What You Need to Know About Captain America's Secret Identity
You know the story: a young, undersized, aspiring artist from New York’s Lower East Side who loves his country and hates bullies uses a superhero persona to take on the Nazis and becomes a war hero. It’s the origin of Captain America. It’s also the origin of Jack Kirby, his co-creator.
Captain America debuted 82 years ago this month, in 1941’s “Captain America Comics” no. 1, the brainchild of Joe Simon and Jack Kirby. The sons of Jewish immigrants, born Hymie Simon and Jacob Kurtzberg, in 1939 they became the first staffers of nascent publisher Timely Comics—later Marvel—Simon the editor and writer at age 26 and Kirby the artist and art director at age 22. Their Captain America was an instant hit, selling almost a million copies a month.
This embodiment of America had a square jaw, blond hair and blue eyes, but he didn’t hail from a Mayflower family or the Midwest heartland. He came from the ethnic slums of the Lower East Side, born to poor Irish immigrants.
Kirby grew up in the Jewish tenements of the neighborhood, and like Steve Rogers was a short and scrawny kid who got constantly picked on by bullies. Like Rogers, he always stood his ground, getting into scrapes, often at the defense of his blond younger brother, Dave. And, like Rogers, he developed a lifelong intolerance of bullies of any kind, his son Neal says.

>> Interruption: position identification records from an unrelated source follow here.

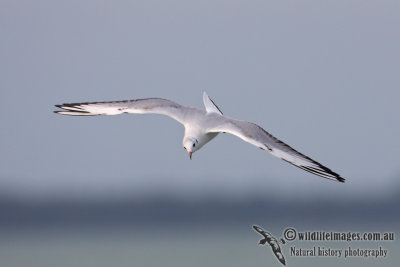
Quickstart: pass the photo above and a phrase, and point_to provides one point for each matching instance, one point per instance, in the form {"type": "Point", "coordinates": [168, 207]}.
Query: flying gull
{"type": "Point", "coordinates": [201, 126]}
{"type": "Point", "coordinates": [273, 242]}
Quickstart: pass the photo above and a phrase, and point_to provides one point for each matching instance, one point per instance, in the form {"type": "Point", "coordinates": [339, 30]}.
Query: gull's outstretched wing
{"type": "Point", "coordinates": [139, 106]}
{"type": "Point", "coordinates": [260, 230]}
{"type": "Point", "coordinates": [255, 135]}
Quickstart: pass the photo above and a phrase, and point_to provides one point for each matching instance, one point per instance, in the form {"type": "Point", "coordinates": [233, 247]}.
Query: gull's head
{"type": "Point", "coordinates": [190, 144]}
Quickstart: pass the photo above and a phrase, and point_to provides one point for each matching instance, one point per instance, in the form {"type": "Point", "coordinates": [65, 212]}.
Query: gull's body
{"type": "Point", "coordinates": [201, 126]}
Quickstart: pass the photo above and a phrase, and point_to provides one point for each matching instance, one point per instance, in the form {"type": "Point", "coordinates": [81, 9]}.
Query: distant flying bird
{"type": "Point", "coordinates": [273, 242]}
{"type": "Point", "coordinates": [201, 126]}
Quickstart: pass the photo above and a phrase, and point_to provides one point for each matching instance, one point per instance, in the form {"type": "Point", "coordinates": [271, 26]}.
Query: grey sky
{"type": "Point", "coordinates": [323, 77]}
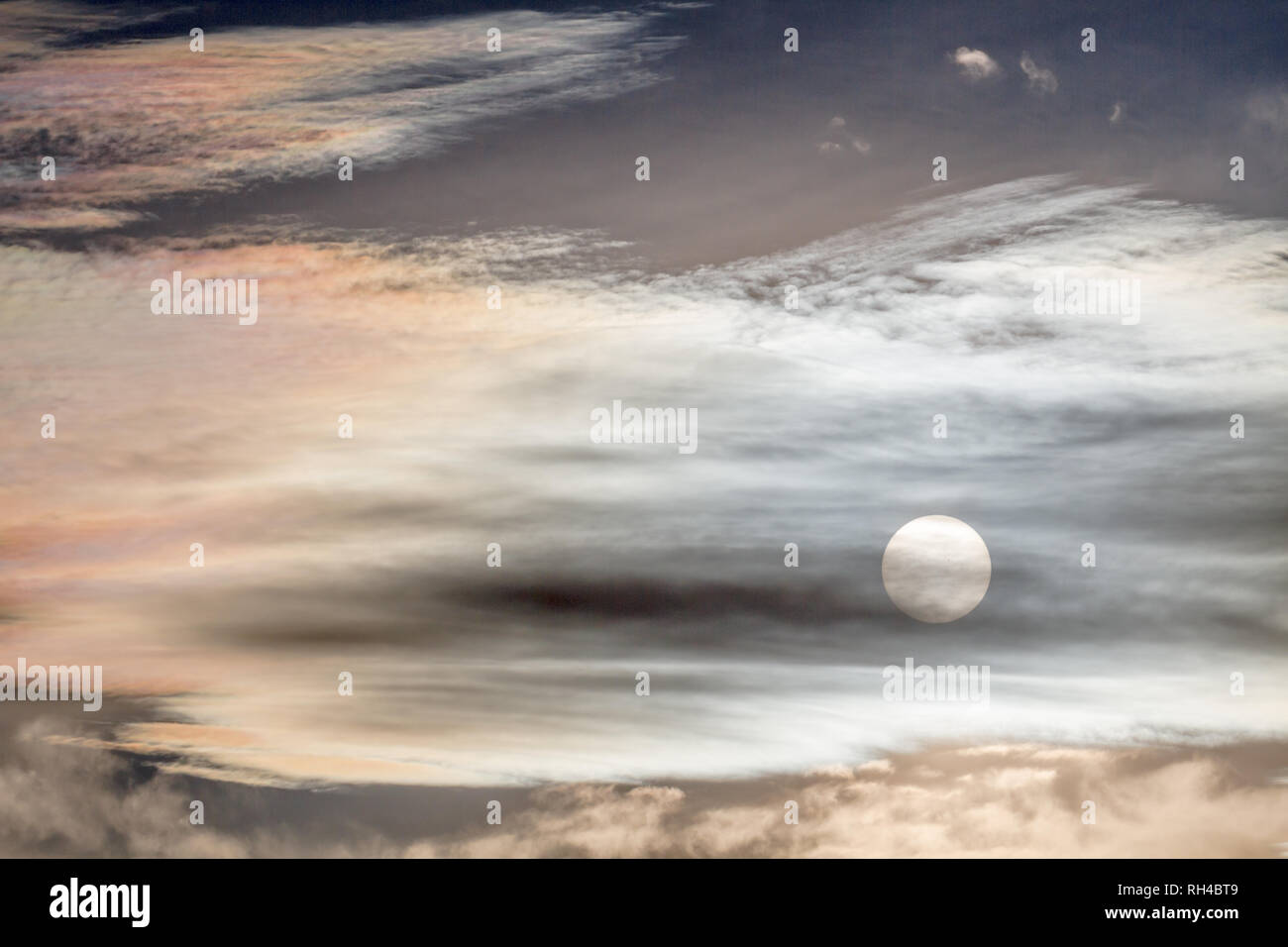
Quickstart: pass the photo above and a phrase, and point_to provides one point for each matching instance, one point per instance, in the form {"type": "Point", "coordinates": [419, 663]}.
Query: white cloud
{"type": "Point", "coordinates": [975, 63]}
{"type": "Point", "coordinates": [1041, 80]}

Kirby never used his real name in his work, assuming a series of alter egos like Curt Davis, Jack Curtiss and Fred Sande before settling on Jack Kirby, which he also adopted legally. Though by all accounts fiercely proud of his Jewishness, not one of his pennames sounded remotely Semitic. They were all Anglo, mostly Irish names. His parents were none too happy, but he wanted “to be an all-American.” For Captain America’s alter ego, he chose the Irish name Rogers.
Making Captain America a product of the Lower East Side was also meaningful (the 2011 movie changed it to Brooklyn, and it’s been inconsistent in the comics since). It was known as the most multiethnic neighborhood in New York, if not America, a ghetto of impoverished, mostly recent immigrants. Simon and Kirby’s all-American icon was a powerful reminder that being an immigrant is all-American.
It could also be that Kirby, who borrowed regularly from Bible stories, was inspired in part by King David, also a small, overlooked, artistic youth who was rejected from armed service but who, with unwavering faith, picked up a star-shaped shield and saved his nation.